In Java (and most mainstream languages), you can't create variable names at runtime. The only variable names that exist, are ones that are literally in the source code.

在 Java（和大多数主流语言）中，您不能在运行时创建变量名。唯一存在的变量名称是源代码中的字面意思。

So there's nothing that works like this:

所以没有什么是这样的：

int number = 1;
Cell cell$number = new Cell(); // can't be done!
Cell currentCell = cell1; 

Nor can you access variables by name, based on runtime data. So there's nothing that works like this:

您也不能根据运行时数据按名称访问变量。所以没有什么是这样的：

Cell cell1 = ...;
int number = 1;
Cell currentCell = cell$number; // can't be done!

This is a good thing because it lets the compiler validate certain things about your code.

这是一件好事，因为它可以让编译器验证有关您代码的某些内容。

In some languages you could possibly achieve something like this using eval() -- but you should run a mile from it!

在某些语言中，您可以使用 eval() 实现类似的功能——但您应该离它一英里！

This is a hint that if you're writing code like:

这是一个提示，如果您正在编写如下代码：

 Cell cell0 = new Cell(...);
 Cell cell1 = new Cell(...);
 ...
 Cell cell99 = new Cell(...);

... then you're doing something wrong. It may work, but it scales badly. There is no way to put this into a loop. (Don't worry - most of us hit this issue when we began programming).

……那你做错了什么。它可能有效，但扩展性很差。没有办法将其放入循环中。（别担心 - 我们大多数人在开始编程时都会遇到这个问题）。

If, instead you'd used an array:

如果，相反，您使用了一个数组：

 Cell[] cells = new Cell[];
 cells[0] = new Cell(...);
 cells[1] = new Cell(...);
 ...
 cells[99] = new Cell(...);

Then you could use a loop instead:

然后你可以改用循环：

 for(int i = 0; i<100; i++) {
     cells[i] = new Cell(...);
 } 

An array is the simplest of "collection" objects. There are also Sets, Lists, Maps, and a host of more advanced collections, to suit most needs.

数组是最简单的“集合”对象。还有集合、列表、地图和许多更高级的集合，以满足大多数需求。

You seem to want to store and access objects using strings as a key. The way to do this is using a Map.

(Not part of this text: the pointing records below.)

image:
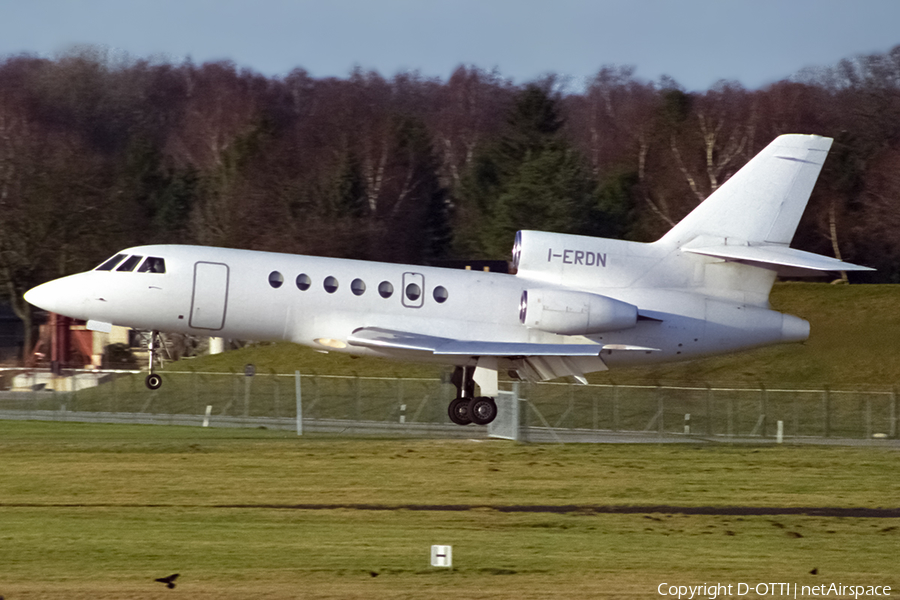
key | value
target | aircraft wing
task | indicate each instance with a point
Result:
(387, 339)
(783, 259)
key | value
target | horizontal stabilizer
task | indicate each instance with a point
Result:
(787, 261)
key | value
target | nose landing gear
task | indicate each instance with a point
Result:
(154, 380)
(467, 408)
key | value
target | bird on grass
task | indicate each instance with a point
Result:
(169, 581)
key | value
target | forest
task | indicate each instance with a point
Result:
(100, 151)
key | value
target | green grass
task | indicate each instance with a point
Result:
(853, 343)
(98, 511)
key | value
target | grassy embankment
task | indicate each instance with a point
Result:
(99, 511)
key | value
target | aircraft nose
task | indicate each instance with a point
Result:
(42, 296)
(59, 296)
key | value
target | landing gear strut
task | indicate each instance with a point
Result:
(154, 380)
(467, 408)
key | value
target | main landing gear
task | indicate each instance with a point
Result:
(154, 380)
(468, 408)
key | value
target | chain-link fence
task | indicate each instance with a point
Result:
(419, 406)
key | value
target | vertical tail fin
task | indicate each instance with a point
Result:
(763, 202)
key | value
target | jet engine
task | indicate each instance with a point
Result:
(574, 313)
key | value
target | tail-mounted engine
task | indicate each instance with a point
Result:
(574, 313)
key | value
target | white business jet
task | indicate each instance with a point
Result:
(575, 304)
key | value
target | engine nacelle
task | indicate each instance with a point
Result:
(574, 313)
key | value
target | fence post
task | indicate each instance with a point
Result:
(764, 410)
(892, 426)
(276, 397)
(660, 426)
(615, 407)
(868, 417)
(299, 403)
(730, 415)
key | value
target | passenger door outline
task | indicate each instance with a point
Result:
(419, 280)
(209, 301)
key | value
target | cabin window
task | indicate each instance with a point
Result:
(413, 291)
(111, 263)
(153, 265)
(130, 263)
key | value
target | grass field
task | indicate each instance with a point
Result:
(99, 511)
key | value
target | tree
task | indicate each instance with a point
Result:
(530, 178)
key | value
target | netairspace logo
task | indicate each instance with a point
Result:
(787, 590)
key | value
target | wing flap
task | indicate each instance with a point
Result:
(387, 339)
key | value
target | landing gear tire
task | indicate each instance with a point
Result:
(153, 381)
(459, 411)
(482, 410)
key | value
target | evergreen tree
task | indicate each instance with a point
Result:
(529, 179)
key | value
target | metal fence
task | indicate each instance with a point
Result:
(419, 406)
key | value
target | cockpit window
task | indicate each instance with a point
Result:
(153, 265)
(130, 263)
(112, 262)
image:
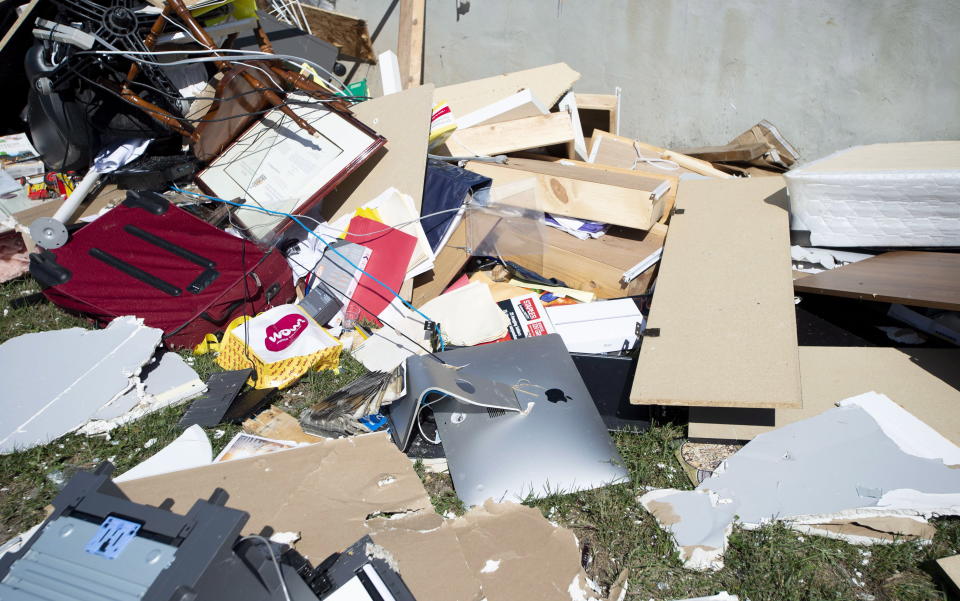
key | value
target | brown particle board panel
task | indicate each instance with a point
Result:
(404, 120)
(920, 279)
(572, 191)
(723, 305)
(925, 382)
(348, 34)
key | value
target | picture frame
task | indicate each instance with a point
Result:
(277, 165)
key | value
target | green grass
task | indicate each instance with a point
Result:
(773, 563)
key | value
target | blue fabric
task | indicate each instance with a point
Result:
(445, 187)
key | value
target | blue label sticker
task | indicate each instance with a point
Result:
(112, 537)
(374, 421)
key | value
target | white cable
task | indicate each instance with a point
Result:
(276, 562)
(420, 425)
(241, 55)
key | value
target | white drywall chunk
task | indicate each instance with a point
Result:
(866, 471)
(190, 449)
(166, 380)
(55, 381)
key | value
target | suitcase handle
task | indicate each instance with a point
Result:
(222, 320)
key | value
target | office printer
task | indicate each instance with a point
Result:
(97, 544)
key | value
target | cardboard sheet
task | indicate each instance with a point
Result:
(925, 382)
(325, 491)
(404, 120)
(724, 304)
(336, 491)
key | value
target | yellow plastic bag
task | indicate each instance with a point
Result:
(282, 344)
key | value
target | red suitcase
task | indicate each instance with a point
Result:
(154, 260)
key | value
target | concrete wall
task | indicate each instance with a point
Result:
(698, 72)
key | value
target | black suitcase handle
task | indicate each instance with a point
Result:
(206, 277)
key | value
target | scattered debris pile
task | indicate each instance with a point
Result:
(518, 278)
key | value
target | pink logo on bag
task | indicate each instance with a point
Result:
(282, 334)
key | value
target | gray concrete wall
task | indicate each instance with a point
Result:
(698, 72)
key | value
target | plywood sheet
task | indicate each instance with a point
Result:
(571, 191)
(404, 120)
(925, 382)
(724, 302)
(509, 136)
(548, 84)
(922, 279)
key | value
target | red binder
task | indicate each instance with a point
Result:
(389, 259)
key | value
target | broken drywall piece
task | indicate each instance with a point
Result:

您似乎想使用字符串作为键来存储和访问对象。这样做的方法是使用地图。

Map<String,Cell> myMap = new TreeMap<String,Cell>();

myMap.put("AA", new Cell(...));
myMap.put("AB", new Cell(...));

...

Cell currentCell = myMap.get("AA");

Mapis an interface. TreeMapis just one class that provides an implementation of the Mapinterface. Read up on the various implementations of Mapprovided by the standard JRE.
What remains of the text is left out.